Comment l’équipe de placement de Burgundy s’adapte-t-elle à l’évolution rapide de l’IA ?

AI : Les avancées en matière d’intelligence artificielle se déploient à un rythme soutenu, parfois hebdomadaire, voire quotidien. Comprendre leurs implications fait partie intégrante de notre processus de recherche. Notre équipe de placement expérimente activement avec de nouveaux outils et partage ses observations à l’interne, de manière informelle comme lors de nos réunions hebdomadaires.

Nous dialoguons également directement avec des experts du secteur. Récemment, nous avons invité deux spécialistes à discuter avec notre équipe, dont un ancien employé d’OpenAI, le développeur de ChatGPT. Ce type d’échange nous permet d’approfondir notre compréhension de l’évolution des systèmes d’IA et de leurs impacts potentiels sur différents secteurs. En pratique, cette démarche nous aide à mieux qualifier les risques et les occasions. Elle éclaire à la fois notre analyse des sociétés en portefeuille et notre évaluation de celles que nous suivons de près.
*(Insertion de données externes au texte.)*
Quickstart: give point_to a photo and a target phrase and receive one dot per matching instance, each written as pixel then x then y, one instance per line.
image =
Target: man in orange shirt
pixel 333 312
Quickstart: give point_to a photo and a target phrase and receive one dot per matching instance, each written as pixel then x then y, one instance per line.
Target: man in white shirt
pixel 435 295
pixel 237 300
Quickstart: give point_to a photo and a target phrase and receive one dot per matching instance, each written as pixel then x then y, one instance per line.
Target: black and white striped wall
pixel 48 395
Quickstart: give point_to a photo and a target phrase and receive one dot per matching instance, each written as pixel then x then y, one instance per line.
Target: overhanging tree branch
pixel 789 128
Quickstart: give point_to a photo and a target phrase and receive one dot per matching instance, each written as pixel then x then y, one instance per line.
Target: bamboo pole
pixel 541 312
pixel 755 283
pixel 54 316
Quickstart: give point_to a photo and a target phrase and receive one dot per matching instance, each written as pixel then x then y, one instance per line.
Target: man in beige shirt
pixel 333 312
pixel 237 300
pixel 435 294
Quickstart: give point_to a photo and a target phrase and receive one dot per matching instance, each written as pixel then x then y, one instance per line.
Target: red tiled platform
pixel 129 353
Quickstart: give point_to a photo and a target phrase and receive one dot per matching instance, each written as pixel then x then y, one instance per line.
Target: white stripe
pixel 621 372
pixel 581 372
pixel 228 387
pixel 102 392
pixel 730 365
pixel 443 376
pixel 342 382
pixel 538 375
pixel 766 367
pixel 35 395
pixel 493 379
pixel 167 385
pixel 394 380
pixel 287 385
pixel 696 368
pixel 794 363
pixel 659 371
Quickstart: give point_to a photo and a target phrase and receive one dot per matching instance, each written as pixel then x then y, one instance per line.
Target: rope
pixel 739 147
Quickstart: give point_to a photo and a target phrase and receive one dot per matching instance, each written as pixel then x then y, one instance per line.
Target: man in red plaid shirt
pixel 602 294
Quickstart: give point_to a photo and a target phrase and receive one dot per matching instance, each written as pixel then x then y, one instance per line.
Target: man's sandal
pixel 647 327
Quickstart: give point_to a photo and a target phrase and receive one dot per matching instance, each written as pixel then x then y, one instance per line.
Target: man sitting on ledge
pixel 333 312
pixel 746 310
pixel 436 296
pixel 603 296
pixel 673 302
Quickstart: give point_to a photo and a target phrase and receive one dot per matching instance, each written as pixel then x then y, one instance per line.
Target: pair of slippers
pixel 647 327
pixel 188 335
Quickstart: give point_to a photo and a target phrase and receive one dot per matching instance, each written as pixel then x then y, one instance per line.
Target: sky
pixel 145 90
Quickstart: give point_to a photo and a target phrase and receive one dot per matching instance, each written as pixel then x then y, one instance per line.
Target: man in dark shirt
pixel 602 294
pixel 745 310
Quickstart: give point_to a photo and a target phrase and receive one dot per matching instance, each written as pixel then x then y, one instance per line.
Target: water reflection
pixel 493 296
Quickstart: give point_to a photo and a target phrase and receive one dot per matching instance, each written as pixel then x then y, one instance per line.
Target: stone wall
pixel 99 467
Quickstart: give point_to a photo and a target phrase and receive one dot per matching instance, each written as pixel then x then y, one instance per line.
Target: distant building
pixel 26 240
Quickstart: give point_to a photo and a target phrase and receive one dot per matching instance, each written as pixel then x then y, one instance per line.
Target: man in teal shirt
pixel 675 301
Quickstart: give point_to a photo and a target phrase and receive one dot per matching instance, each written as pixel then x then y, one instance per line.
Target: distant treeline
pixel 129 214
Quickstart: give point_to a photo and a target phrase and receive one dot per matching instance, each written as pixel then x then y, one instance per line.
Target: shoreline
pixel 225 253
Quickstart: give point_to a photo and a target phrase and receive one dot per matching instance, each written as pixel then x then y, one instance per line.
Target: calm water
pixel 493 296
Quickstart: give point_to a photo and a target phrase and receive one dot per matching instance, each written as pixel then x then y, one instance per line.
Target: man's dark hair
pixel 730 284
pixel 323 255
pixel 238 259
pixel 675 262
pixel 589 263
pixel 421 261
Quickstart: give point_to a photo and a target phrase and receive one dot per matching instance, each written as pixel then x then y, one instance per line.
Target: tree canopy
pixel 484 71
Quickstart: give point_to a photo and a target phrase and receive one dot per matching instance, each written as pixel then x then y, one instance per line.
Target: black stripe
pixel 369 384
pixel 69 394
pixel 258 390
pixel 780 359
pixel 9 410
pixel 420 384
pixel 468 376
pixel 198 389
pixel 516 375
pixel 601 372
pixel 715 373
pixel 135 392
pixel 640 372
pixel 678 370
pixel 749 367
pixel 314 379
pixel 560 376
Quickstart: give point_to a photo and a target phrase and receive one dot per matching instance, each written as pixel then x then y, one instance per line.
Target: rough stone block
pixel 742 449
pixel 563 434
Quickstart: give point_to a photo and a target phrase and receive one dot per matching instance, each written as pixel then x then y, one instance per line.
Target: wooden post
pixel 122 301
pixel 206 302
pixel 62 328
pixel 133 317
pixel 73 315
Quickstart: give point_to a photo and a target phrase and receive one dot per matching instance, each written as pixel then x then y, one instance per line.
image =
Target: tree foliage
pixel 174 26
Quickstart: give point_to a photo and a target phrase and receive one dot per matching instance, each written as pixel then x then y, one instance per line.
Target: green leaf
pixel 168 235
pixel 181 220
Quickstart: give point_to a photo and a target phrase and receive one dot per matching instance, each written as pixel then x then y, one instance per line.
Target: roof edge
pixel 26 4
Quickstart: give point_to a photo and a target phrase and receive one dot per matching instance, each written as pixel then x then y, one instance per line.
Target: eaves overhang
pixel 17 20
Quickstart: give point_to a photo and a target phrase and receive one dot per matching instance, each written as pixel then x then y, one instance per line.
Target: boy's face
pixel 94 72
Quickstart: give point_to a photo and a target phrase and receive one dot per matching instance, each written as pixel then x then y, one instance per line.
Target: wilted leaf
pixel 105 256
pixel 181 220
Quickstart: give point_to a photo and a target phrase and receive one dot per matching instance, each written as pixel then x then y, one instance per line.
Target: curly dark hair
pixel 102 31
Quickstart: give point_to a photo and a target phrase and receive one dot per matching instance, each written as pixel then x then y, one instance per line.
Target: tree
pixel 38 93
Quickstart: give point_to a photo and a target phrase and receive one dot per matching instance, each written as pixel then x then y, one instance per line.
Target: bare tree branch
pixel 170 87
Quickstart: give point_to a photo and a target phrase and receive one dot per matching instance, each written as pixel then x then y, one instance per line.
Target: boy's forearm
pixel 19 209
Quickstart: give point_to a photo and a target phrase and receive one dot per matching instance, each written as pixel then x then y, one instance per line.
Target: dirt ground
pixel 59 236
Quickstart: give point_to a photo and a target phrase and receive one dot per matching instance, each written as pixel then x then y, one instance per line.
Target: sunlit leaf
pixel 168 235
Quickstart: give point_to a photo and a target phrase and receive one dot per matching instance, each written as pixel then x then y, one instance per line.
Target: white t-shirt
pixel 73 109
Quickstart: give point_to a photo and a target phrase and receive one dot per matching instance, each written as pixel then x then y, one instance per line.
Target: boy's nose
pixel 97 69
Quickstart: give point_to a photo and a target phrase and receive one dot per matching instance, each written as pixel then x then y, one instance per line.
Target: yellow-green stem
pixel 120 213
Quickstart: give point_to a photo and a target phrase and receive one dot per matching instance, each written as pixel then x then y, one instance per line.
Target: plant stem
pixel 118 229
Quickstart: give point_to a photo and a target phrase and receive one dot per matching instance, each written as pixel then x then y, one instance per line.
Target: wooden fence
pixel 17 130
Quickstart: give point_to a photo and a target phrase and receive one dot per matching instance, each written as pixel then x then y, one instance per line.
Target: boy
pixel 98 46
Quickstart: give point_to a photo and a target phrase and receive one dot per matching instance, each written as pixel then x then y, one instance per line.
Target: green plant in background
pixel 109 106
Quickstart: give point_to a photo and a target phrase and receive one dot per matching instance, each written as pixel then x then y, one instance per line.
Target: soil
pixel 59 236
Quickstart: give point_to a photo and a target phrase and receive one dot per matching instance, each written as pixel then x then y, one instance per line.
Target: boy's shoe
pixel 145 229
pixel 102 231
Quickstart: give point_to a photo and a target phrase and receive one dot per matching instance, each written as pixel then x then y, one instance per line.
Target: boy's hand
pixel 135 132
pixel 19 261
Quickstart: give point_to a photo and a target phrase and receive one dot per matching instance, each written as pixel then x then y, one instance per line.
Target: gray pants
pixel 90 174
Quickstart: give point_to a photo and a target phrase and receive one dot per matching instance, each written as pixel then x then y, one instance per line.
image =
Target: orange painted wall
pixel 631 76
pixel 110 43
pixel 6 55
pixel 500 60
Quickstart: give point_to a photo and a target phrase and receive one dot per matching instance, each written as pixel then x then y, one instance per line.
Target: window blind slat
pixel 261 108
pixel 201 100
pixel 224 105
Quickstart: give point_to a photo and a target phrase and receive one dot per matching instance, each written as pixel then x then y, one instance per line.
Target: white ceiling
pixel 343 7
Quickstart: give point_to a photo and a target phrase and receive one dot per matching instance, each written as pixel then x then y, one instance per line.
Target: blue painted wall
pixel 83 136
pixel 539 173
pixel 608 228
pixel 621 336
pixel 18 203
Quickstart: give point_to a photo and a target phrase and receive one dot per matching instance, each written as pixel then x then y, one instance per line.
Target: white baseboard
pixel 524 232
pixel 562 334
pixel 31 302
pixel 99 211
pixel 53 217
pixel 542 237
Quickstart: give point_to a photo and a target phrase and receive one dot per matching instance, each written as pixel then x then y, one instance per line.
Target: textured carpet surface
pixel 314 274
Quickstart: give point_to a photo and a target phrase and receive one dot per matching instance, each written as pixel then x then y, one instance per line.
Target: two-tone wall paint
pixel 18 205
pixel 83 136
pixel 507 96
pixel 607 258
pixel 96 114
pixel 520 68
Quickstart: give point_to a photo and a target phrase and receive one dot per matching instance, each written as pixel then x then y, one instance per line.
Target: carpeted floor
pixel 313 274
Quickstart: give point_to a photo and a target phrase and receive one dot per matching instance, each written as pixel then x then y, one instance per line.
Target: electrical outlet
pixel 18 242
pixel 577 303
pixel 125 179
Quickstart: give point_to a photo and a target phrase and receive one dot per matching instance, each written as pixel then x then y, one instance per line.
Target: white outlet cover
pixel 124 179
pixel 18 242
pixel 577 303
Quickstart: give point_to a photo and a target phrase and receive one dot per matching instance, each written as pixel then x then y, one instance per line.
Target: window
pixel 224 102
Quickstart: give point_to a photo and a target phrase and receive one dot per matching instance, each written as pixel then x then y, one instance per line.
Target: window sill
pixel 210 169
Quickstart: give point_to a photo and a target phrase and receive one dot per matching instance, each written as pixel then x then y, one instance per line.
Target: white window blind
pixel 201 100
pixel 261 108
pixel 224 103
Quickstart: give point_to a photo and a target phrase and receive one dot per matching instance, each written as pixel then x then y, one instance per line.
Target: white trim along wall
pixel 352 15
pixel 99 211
Que devraient retenir nos clients dans un tel contexte ?

AI : Nous comprenons que les épisodes de volatilité puissent être déstabilisants, d’autant plus lorsque les manchettes laissent entendre qu’un secteur entier pourrait être perturbé. Malgré cette incertitude, nos principes guident toujours notre démarche disciplinée et ancrée dans le long terme. Celle-ci repose sur une analyse approfondie des entreprises, centrée sur la qualité de leurs activités, la compétence des équipes de direction, la solidité du bilan financier et le niveau de valorisation.

Pour l’investisseur patient, ces périodes peuvent créer des occasions. Nous consacrons beaucoup de temps, parfois des années, à analyser les sociétés avant d’y investir. Ces dernières années, plusieurs sociétés de logiciels et de données que nous aurions souhaité détenir sont demeurées en dehors de nos portefeuilles en raison de valorisations trop élevées. Toutefois, lorsque le sentiment change et que les prix se réajustent, comme c’est le cas actuellement, ces mêmes sociétés de grande qualité peuvent devenir accessibles à des niveaux de valorisation plus en phase avec leurs perspectives économiques. En définitive, notre objectif est simple. Être prêts, avec conviction et discipline, lorsque ces occasions se présentent.